As ocean temperatures rise, the world's corals might stop producing natural cloud seeding chemicals and less rain will fall – potentially affecting the lush rainforests on Australia's east coast.
This is the dire prediction made by Associate Professor Graham Jones, a leading marine researcher with Southern Cross University's School of Environmental Science and Management.
The focus of Professor Jones' research over the past 20 years has been on how coral reefs and the oceans produce a natural gas called DMS (dimethyl sulphide) which creates clouds over the ocean.
He and his research team have found that algae living in coral tissue and in the ocean produce massive amounts of DMS. When it reaches the air, DMS forms cloud nuclei or 'cloud seeds' which help clouds form. The clouds both produce rain and reflect sunlight back into space, creating a cooler planet – phenomena with interesting implications for global warming.
A rise in ocean temperature of only two degrees Celsius above mean temperatures could cause some algae to stop producing DMS – potentially leading to less cloud formation and less rain.
"It is no coincidence that much of Australia's rainforest lies adjacent to the northernmost reefs," Professor Jones said. "Lower levels of DMS over coral reefs could dry out north Queensland's rainforests.
"We believe the clouds generated by the corals in the Great Barrier Reef are transported by the south-east trade winds from April to October and attract water vapor as they are transported to the rainforests of North Queensland.
"In the monsoonal or wet period, the north-east winds bring in clouds that are generated from reefs in the wider western Pacific to the north of us. When they reach the rainforests of North Queensland, these clouds produce rainfall.
"However, this mechanism needs to be further verified through government funding for the science that will substantiate this relationship."
Professor Jones said that in the 1970s, researchers from the Australian Bureau of Meteorology found very large concentrations of DMS in the air above the Great Barrier Reef. At that time, they guessed that the corals of the reef were responsible for the high count, but just how the mechanism worked was a complete mystery.
A lot more is now known about this mechanism and Professor Jones has been at the forefront of coral DMS research for over a decade.

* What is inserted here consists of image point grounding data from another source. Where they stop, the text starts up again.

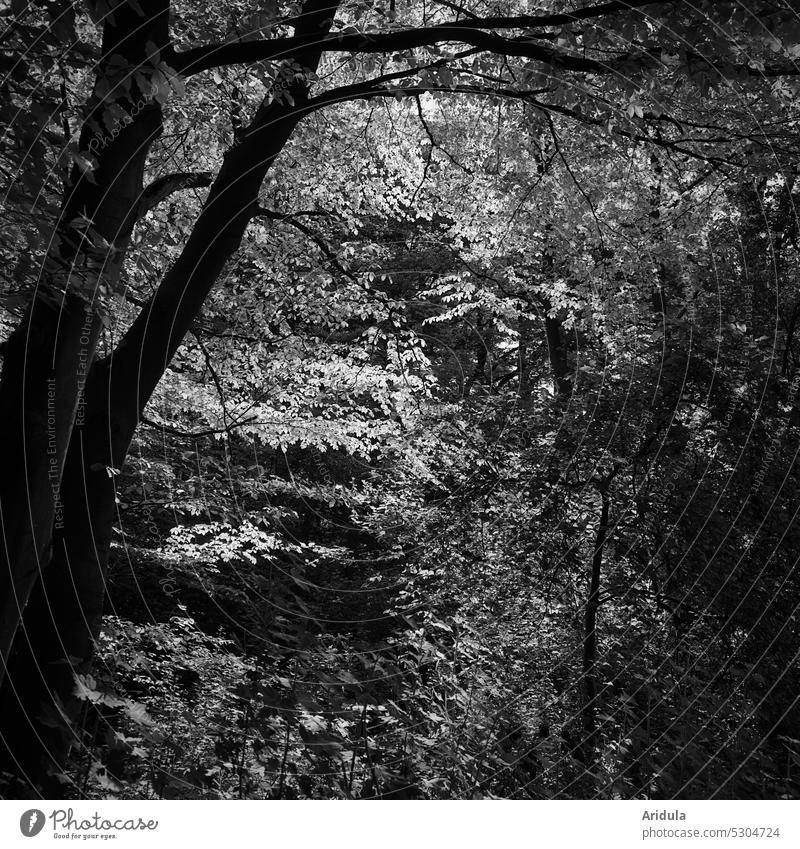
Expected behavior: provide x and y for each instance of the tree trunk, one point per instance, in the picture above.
(590, 634)
(48, 361)
(557, 355)
(73, 588)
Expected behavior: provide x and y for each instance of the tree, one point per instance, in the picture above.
(679, 78)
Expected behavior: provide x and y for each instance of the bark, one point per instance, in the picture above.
(590, 633)
(73, 588)
(50, 356)
(557, 355)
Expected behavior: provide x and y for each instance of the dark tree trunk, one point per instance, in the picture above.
(557, 355)
(73, 589)
(590, 634)
(44, 390)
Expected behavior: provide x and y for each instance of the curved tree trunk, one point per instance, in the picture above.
(72, 590)
(48, 361)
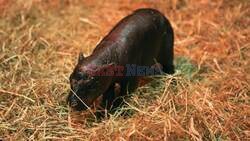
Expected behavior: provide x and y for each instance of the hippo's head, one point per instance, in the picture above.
(85, 88)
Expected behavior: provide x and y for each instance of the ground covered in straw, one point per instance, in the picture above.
(39, 44)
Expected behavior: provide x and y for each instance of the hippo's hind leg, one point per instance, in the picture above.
(166, 56)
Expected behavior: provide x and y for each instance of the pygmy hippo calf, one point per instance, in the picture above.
(128, 51)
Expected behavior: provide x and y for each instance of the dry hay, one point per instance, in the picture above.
(39, 43)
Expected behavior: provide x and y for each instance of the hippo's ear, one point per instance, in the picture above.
(81, 57)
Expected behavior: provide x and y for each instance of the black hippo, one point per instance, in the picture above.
(142, 39)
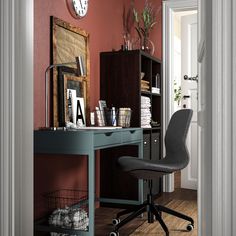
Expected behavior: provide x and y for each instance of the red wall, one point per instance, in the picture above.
(104, 25)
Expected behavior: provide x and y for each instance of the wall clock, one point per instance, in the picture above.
(77, 8)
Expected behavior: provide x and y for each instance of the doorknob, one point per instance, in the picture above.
(191, 78)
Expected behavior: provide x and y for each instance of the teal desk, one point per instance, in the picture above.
(86, 142)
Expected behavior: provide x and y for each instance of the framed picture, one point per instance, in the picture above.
(67, 43)
(72, 97)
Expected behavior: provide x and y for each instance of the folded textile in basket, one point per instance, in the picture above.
(73, 218)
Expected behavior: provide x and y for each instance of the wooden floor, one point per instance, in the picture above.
(105, 215)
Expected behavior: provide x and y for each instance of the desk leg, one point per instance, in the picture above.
(91, 191)
(140, 182)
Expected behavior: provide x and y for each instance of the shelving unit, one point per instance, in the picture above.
(120, 86)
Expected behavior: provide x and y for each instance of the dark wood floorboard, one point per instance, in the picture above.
(105, 215)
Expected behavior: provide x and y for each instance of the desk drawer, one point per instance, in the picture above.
(108, 138)
(131, 135)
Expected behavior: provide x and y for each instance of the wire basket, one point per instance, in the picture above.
(66, 198)
(69, 209)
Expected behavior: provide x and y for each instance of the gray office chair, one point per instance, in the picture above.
(177, 158)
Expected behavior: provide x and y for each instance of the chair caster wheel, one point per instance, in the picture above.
(115, 222)
(190, 227)
(114, 234)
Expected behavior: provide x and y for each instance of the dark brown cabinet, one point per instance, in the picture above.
(121, 86)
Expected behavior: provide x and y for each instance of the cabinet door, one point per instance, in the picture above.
(146, 156)
(155, 155)
(155, 146)
(146, 146)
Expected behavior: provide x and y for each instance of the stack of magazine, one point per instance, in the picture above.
(145, 112)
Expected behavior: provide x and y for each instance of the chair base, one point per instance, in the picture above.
(152, 210)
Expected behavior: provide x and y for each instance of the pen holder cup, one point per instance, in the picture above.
(124, 118)
(111, 117)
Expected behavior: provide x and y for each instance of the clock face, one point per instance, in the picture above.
(80, 7)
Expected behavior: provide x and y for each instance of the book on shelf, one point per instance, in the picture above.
(82, 71)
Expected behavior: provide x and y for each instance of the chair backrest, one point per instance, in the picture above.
(175, 139)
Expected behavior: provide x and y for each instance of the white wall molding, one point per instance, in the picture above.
(7, 121)
(222, 118)
(16, 118)
(234, 118)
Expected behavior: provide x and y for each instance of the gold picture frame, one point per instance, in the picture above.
(68, 42)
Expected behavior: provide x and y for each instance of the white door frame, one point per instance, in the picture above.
(218, 163)
(169, 7)
(16, 118)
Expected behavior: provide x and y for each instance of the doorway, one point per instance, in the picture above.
(176, 94)
(184, 85)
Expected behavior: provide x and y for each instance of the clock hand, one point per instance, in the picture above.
(80, 3)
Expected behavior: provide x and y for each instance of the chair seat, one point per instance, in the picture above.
(148, 169)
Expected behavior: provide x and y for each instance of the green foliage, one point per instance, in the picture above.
(177, 93)
(146, 20)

The results of his team's coral reef DMS research will be presented at an international symposium on DMS at the National Institute of Oceanography in Goa, India, in October this year and at several national conferences in Brisbane and Cairns in June.

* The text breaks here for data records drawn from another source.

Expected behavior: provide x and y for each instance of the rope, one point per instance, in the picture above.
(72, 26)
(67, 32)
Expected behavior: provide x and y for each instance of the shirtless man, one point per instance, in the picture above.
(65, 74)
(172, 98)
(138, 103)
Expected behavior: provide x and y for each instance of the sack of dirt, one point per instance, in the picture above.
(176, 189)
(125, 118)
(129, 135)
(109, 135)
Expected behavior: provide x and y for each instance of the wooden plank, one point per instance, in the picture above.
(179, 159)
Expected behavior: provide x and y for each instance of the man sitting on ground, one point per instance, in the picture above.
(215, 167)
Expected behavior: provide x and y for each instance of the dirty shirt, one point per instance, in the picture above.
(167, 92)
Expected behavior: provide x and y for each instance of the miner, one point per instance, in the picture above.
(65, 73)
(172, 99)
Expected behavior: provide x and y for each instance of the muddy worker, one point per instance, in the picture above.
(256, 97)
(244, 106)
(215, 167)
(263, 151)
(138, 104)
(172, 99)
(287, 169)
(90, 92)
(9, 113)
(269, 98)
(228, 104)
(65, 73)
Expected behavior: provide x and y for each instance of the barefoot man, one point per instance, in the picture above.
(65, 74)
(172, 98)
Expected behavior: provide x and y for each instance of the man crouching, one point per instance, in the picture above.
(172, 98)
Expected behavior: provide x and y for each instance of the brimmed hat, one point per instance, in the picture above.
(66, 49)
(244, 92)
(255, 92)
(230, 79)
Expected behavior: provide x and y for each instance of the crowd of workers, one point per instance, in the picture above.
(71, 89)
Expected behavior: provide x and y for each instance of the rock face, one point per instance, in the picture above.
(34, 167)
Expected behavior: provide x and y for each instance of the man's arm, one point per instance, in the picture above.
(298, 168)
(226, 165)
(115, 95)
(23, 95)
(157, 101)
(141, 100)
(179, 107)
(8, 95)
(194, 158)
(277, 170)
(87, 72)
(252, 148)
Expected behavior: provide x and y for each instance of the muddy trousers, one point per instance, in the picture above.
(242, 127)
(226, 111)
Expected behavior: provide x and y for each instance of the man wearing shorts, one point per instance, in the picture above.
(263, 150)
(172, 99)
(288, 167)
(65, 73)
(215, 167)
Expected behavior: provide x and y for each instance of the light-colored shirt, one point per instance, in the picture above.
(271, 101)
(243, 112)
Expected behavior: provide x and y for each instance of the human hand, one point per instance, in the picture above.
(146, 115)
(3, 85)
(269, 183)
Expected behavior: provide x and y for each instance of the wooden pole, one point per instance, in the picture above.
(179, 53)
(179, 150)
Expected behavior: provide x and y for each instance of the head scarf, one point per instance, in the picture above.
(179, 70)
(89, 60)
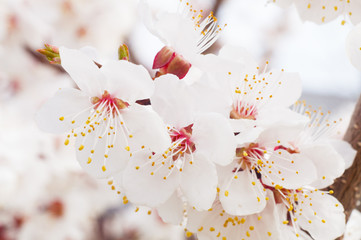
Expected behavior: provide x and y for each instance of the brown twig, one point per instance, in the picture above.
(347, 188)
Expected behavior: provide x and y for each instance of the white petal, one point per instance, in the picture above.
(329, 164)
(283, 3)
(345, 150)
(353, 46)
(147, 128)
(117, 157)
(271, 115)
(127, 81)
(216, 224)
(145, 189)
(83, 71)
(214, 137)
(172, 100)
(241, 196)
(355, 8)
(248, 136)
(70, 104)
(243, 59)
(280, 135)
(327, 208)
(287, 170)
(199, 182)
(172, 210)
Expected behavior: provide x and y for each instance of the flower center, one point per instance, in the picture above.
(249, 157)
(243, 111)
(109, 100)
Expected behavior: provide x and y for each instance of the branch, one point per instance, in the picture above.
(348, 187)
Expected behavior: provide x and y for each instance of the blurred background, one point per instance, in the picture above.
(43, 192)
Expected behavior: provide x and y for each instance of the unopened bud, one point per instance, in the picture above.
(51, 53)
(123, 52)
(168, 61)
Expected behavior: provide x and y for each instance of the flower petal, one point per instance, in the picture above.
(147, 128)
(96, 157)
(213, 136)
(216, 224)
(172, 100)
(145, 189)
(287, 170)
(83, 71)
(127, 81)
(241, 193)
(172, 210)
(199, 182)
(345, 150)
(58, 113)
(323, 216)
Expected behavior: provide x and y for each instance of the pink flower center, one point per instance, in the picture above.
(244, 112)
(181, 141)
(109, 101)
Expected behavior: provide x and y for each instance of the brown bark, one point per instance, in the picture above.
(348, 187)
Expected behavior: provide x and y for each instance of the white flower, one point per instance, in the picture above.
(181, 52)
(256, 166)
(103, 115)
(254, 97)
(216, 224)
(353, 46)
(309, 209)
(322, 11)
(198, 142)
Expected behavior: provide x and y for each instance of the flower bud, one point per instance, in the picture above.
(168, 61)
(51, 53)
(123, 52)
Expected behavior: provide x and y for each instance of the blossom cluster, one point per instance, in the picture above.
(213, 142)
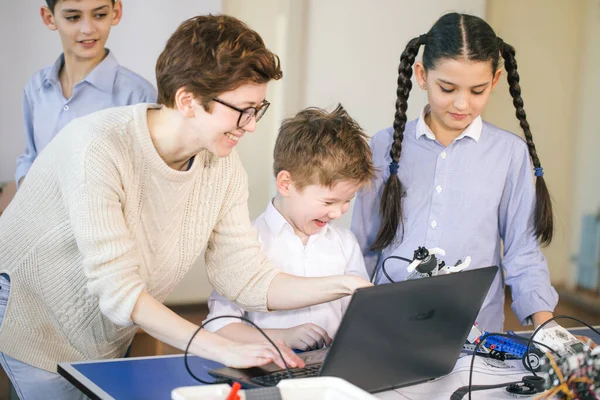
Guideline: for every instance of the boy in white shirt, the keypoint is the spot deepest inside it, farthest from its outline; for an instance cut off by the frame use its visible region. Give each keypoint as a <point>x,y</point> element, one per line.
<point>320,161</point>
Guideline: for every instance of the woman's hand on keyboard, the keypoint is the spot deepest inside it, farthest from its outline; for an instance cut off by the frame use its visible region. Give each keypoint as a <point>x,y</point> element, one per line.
<point>305,337</point>
<point>241,355</point>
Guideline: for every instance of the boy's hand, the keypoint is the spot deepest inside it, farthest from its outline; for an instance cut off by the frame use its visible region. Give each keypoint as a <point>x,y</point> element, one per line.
<point>306,337</point>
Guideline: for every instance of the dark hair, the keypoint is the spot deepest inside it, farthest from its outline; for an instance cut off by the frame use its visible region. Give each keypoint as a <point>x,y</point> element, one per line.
<point>317,147</point>
<point>52,3</point>
<point>459,37</point>
<point>212,54</point>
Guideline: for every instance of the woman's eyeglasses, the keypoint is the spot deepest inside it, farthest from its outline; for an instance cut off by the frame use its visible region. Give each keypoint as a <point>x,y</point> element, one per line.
<point>246,114</point>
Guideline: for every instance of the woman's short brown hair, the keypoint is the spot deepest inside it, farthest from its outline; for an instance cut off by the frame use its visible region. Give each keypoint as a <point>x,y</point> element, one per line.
<point>212,54</point>
<point>317,147</point>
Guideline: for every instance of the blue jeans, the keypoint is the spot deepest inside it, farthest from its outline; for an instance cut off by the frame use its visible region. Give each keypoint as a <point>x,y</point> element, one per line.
<point>32,383</point>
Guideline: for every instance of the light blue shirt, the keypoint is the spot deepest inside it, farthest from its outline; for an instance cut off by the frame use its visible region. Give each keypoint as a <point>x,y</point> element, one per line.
<point>466,198</point>
<point>46,111</point>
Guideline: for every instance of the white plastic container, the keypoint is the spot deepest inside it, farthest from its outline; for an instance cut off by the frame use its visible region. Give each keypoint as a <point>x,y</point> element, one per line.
<point>319,388</point>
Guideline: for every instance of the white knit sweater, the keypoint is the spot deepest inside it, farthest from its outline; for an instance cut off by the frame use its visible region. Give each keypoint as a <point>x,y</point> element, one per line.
<point>101,217</point>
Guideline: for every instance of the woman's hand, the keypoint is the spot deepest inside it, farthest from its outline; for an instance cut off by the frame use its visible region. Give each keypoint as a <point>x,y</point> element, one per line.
<point>306,337</point>
<point>354,282</point>
<point>239,355</point>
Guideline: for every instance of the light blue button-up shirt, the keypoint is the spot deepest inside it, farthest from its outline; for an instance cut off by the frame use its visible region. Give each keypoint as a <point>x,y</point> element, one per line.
<point>46,111</point>
<point>466,198</point>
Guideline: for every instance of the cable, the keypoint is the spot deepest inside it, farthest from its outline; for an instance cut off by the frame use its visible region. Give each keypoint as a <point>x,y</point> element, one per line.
<point>484,337</point>
<point>187,348</point>
<point>383,266</point>
<point>546,323</point>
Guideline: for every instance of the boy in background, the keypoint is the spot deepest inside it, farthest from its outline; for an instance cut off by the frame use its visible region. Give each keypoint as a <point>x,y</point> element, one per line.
<point>85,78</point>
<point>320,161</point>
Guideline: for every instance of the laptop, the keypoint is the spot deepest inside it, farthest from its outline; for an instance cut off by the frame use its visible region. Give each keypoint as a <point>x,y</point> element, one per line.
<point>391,335</point>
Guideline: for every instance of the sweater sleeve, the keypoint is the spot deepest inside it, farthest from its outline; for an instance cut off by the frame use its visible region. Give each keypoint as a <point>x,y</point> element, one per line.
<point>111,260</point>
<point>235,264</point>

"Over the last 10 years, we have shown that corals contain the highest concentrations of these natural DMS aerosol particles on Earth and unlike phytoplankton in the ocean, they produce it continuously every day, because it is essential for their normal metabolism," Professor Jones said.
"One of the most fascinating aspects of the DMS story is that in order to form clouds, DMS must be emitted into the atmosphere and oxidized to form small sulphur aerosol particles, which attract water vapour. This is how stratocumulus clouds form over the ocean; and we believe this is how clouds form over coral reefs – which they commonly do.

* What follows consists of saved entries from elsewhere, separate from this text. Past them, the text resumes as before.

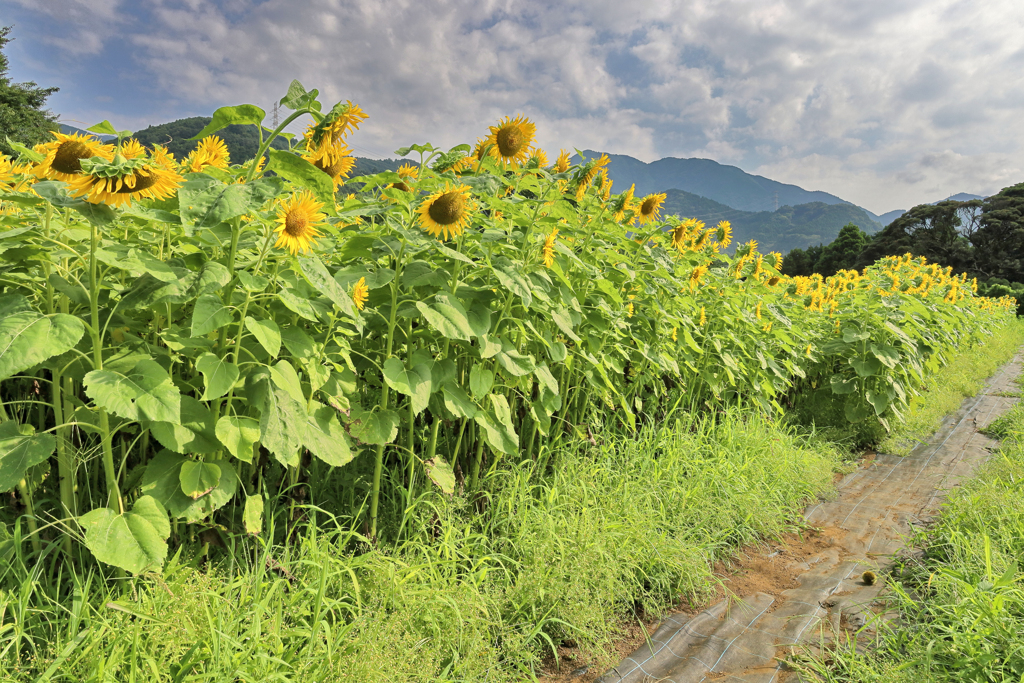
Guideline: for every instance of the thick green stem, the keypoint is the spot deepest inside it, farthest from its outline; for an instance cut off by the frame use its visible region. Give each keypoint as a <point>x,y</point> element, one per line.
<point>379,459</point>
<point>30,513</point>
<point>113,494</point>
<point>475,473</point>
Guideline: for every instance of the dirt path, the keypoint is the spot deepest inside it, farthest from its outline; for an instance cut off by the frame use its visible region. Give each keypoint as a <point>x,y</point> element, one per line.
<point>807,585</point>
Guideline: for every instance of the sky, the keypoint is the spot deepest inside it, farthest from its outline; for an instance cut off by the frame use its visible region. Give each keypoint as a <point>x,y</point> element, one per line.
<point>886,103</point>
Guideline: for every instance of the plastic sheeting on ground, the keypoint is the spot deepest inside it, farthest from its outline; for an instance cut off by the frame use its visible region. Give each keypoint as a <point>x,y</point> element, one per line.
<point>876,510</point>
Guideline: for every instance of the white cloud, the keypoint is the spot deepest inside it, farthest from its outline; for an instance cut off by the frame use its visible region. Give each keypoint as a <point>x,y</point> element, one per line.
<point>885,102</point>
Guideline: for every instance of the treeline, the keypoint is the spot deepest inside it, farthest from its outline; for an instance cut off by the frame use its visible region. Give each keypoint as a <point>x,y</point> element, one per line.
<point>982,238</point>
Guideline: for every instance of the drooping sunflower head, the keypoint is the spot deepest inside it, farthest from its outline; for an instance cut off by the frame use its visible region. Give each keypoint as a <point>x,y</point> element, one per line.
<point>549,248</point>
<point>211,151</point>
<point>118,181</point>
<point>6,171</point>
<point>649,208</point>
<point>538,158</point>
<point>448,211</point>
<point>723,232</point>
<point>360,293</point>
<point>298,218</point>
<point>624,203</point>
<point>64,156</point>
<point>132,148</point>
<point>562,163</point>
<point>407,172</point>
<point>511,140</point>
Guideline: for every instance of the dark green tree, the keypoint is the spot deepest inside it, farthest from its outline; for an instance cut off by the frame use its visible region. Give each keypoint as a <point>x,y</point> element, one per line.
<point>802,261</point>
<point>843,252</point>
<point>23,118</point>
<point>941,232</point>
<point>999,239</point>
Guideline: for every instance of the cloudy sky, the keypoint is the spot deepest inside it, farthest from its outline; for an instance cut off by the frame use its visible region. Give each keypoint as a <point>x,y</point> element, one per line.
<point>886,103</point>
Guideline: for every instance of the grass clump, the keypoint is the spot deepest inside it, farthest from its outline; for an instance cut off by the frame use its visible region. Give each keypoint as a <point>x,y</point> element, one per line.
<point>478,591</point>
<point>962,607</point>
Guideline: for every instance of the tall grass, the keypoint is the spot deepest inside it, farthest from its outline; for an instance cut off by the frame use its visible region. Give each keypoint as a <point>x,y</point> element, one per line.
<point>962,607</point>
<point>481,589</point>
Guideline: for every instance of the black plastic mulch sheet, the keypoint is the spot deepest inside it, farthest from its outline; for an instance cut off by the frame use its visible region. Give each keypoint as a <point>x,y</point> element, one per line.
<point>876,510</point>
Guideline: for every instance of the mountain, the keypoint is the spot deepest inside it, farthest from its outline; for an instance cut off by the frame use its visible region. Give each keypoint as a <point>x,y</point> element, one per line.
<point>790,227</point>
<point>887,218</point>
<point>726,184</point>
<point>71,130</point>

"If the aerosol particles are not there, then, although there is lots of moisture, clouds will not form. We believe this process significantly affects the regional climate of North Queensland, where most of Australia's coral reefs occur.
"These small aerosol particles produce cloud droplets which lead to rainfall, if conditions are suitable. So the reef and the rainforest live in a type of symbiosis.
"A disturbing aspect of our recent research at Heron Island coral cay, however, has shown that when corals are stressed by elevated temperatures, coral bleaching occurs and the corals shut down production of atmospheric DMS.
"Unfortunately, because of global warming and pollution, much of the Great Barrier Reef is already stressed. If a significant portion of the reef dies, this local feedback mechanism will no longer function, and there will be a decline in DMS production."
Professor Jones said Southern Cross University research in the Antarctic had found that massive amounts of DMS is also emitted by algae each spring when the sea ice melts, again with important implications for cloud formation and climate over Antarctica.
He said research suggested that other forested and heavily vegetated areas of the globe might also produce a similar effect, in that it is likely that trees and plants themselves produce cloud-forming aerosol particles. But, as with the coral reefs, production of DMS can be shut down when the climate suffers stress.
"More funds are required to investigate this ground-breaking research that was started in Australia by our own Southern Cross University researchers," Professor Jones said.